Tribunal Administratif de Montreuil — Décision N° TA93-2211322

lundi 10 octobre 2022

JuridictionTribunal Administratif de Montreuil
SectionTribunal Administratif de Montreuil
N° DossierTA93-2211322
TypeDécision
RecoursExcès de pouvoir
Formation2ème Chambre (J.U)
Avocat requérantBORIES

Texte intégral

Vu la procédure suivante :

Par une requête enregistrée le 13 juillet 2022, M. C B, représenté par Me Bories, demande au Tribunal :

1°) de l'admettre à titre provisoire au bénéfice de l'aide juridictionnelle ;

2°) d'annuler l'arrêté du 22 juin 2022 par lequel le préfet de la Seine-Saint-Denis l'a obligé à quitter le territoire français dans un délai d'un mois et a fixé le pays de destination ;

3°) d'enjoindre au préfet de réexaminer sa situation dans un délai d'un mois sous astreinte de 150 euros par jour de retard et de lui délivrer une autorisation provisoire de séjour lui permettant de travailler pendant la durée de ce réexamen ;

4°) de condamner l'Etat à verser à son conseil une somme de 1 500 euros en application de l'article L. 761-1 du code de justice administrative et de l'article 37 de la loi du 10 juillet 1991.

Il soutient que :

En ce qui concerne l'obligation de quitter le territoire français :

- la décision est entachée d'insuffisance de motivation et de défaut d'examen ;

- la décision est entachée d'erreur de fait et de droit ;

- la décision est entachée de méconnaissance de l'article 8 de la convention européenne de sauvegarde des droits de l'homme et des libertés fondamentales et d'erreur manifeste d'appréciation quant à sa situation personnelle.

En ce qui concerne la décision fixant le pays de destination :

- elle est entachée d'insuffisance de motivation ;

- elle est entachée d'erreur de fait et de méconnaissance de l'article 33 de la convention de Genève et de l'article 21 de la directive 2011/95/UE ;

- elle est entachée d'erreur d'appréciation et de méconnaissance des articles 2 et 3 de la convention européenne de sauvegarde des droits de l'homme et des libertés fondamentales ainsi que des dispositions de l'article L. 721-4 du code de l'entrée et du séjour des étrangers et du droit d'asile.

Vu les autres pièces du dossier.

Vu :

- la convention européenne de sauvegarde des droits de l'homme et des libertés fondamentales ;

- le code des relations entre le public et l'administration ;

- le code de l'entrée et du séjour des étrangers et du droit d'asile ;

- le code de justice administrative.

Le président du Tribunal a désigné Mme Weidenfeld, vice-présidente, pour statuer sur les litiges relatifs aux décisions portant mesure d'éloignement des ressortissants étrangers en application du code de l'entrée et du séjour des étrangers et du droit d'asile.

Les parties ont été régulièrement averties du jour de l'audience.

Ont été entendus au cours de l'audience publique :

- le rapport de Mme D,

- et les observations de Me Bories, représentant M. B, qui fait en outre valoir que le défaut d'examen lié à l'absence de prise en compte de la protection subsidiaire dont bénéficie le requérant entache d'illégalité la décision fixant le pays de destination.

La clôture de l'instruction a été prononcée à l'issue de l'audience.

Considérant ce qui suit :

1. M. B, né le 1er janvier 1993, de nationalité guinéenne, est entré sur le territoire français le 12 juillet 2019, selon ses déclarations.
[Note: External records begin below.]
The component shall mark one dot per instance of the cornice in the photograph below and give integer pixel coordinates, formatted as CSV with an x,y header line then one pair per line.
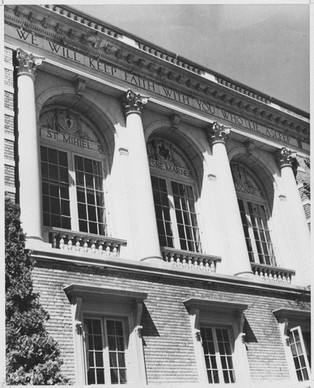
x,y
72,29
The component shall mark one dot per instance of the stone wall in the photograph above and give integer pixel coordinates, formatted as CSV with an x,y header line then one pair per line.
x,y
167,337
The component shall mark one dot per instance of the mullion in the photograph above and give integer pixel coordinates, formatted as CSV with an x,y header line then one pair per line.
x,y
88,210
55,188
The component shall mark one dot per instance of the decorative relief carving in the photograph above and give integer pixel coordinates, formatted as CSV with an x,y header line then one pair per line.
x,y
285,157
27,62
133,102
217,133
67,127
162,155
175,121
243,182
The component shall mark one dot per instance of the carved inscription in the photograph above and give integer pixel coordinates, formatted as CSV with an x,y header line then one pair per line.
x,y
110,70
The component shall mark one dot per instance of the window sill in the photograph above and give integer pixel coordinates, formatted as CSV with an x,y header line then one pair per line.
x,y
273,274
84,243
190,260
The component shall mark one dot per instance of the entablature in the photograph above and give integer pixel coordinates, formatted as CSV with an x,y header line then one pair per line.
x,y
79,32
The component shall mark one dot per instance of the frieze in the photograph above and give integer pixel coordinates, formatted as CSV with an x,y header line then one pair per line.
x,y
61,125
199,104
243,181
161,155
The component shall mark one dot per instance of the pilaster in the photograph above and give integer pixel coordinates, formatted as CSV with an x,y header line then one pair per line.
x,y
235,260
143,241
296,221
28,144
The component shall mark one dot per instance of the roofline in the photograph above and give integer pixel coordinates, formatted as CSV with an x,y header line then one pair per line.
x,y
202,68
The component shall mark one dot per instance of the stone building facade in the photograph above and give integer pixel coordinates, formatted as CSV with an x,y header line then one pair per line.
x,y
167,208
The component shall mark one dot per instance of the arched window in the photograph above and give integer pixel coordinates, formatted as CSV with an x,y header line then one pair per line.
x,y
255,216
174,197
72,168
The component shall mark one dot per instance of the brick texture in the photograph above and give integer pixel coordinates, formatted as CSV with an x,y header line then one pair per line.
x,y
9,176
8,125
167,337
8,100
9,149
8,77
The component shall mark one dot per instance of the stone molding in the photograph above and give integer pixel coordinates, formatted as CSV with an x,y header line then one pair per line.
x,y
217,133
133,102
284,157
28,63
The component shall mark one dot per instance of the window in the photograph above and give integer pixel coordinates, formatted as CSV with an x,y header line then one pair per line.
x,y
176,215
295,327
218,355
72,175
105,351
255,217
174,198
300,349
217,329
108,346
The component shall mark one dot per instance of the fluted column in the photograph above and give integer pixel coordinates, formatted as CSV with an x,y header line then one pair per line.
x,y
297,226
236,259
143,240
28,144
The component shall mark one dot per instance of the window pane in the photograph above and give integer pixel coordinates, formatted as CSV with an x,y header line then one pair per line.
x,y
217,347
116,352
162,211
299,355
56,208
186,217
87,172
94,347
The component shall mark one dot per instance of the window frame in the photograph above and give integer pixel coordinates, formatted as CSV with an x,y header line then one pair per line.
x,y
72,152
289,318
111,303
218,355
247,198
169,178
306,368
106,357
219,314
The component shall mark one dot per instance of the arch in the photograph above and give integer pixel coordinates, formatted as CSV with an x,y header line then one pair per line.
x,y
261,165
88,104
191,148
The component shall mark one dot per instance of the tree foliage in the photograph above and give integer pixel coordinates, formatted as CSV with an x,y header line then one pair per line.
x,y
32,356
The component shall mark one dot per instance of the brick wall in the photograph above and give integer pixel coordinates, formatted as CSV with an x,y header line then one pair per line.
x,y
9,116
168,346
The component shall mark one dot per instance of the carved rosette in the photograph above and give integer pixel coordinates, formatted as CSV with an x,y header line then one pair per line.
x,y
133,102
284,157
217,133
27,62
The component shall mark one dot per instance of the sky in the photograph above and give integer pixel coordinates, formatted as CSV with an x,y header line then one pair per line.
x,y
264,46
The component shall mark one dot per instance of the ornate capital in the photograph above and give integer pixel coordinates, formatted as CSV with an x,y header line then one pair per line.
x,y
217,133
27,62
284,157
133,102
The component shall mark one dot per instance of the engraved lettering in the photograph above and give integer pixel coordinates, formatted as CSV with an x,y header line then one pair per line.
x,y
22,34
54,47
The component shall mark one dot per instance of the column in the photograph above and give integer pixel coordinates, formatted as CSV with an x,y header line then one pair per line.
x,y
236,260
143,241
297,226
28,146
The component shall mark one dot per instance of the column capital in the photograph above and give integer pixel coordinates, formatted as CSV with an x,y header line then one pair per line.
x,y
27,62
217,133
133,102
284,157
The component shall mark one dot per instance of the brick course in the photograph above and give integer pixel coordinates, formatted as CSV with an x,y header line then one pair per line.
x,y
168,346
9,175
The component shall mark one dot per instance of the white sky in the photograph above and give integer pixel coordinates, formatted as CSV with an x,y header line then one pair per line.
x,y
264,46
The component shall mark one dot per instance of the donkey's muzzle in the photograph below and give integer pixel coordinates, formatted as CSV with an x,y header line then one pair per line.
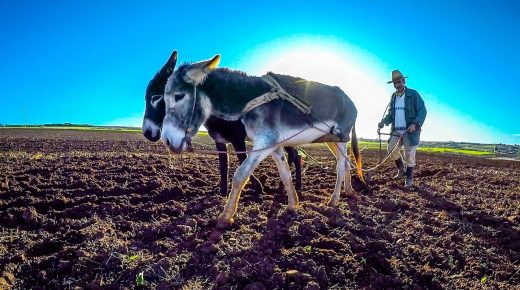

Par un arrêté du 22 juin 2022, dont le requérant demande l'annulation pour excès de pouvoir, le préfet de la Seine-Saint-Denis l'a obligé à quitter le territoire français dans un délai de trente jours et a fixé le pays de destination.

Sur l'admission au bénéfice de l'aide juridictionnelle :

2. Il y a lieu, dans les circonstances de l'espèce, d'admettre M. B à titre provisoire au bénéfice de l'aide juridictionnelle.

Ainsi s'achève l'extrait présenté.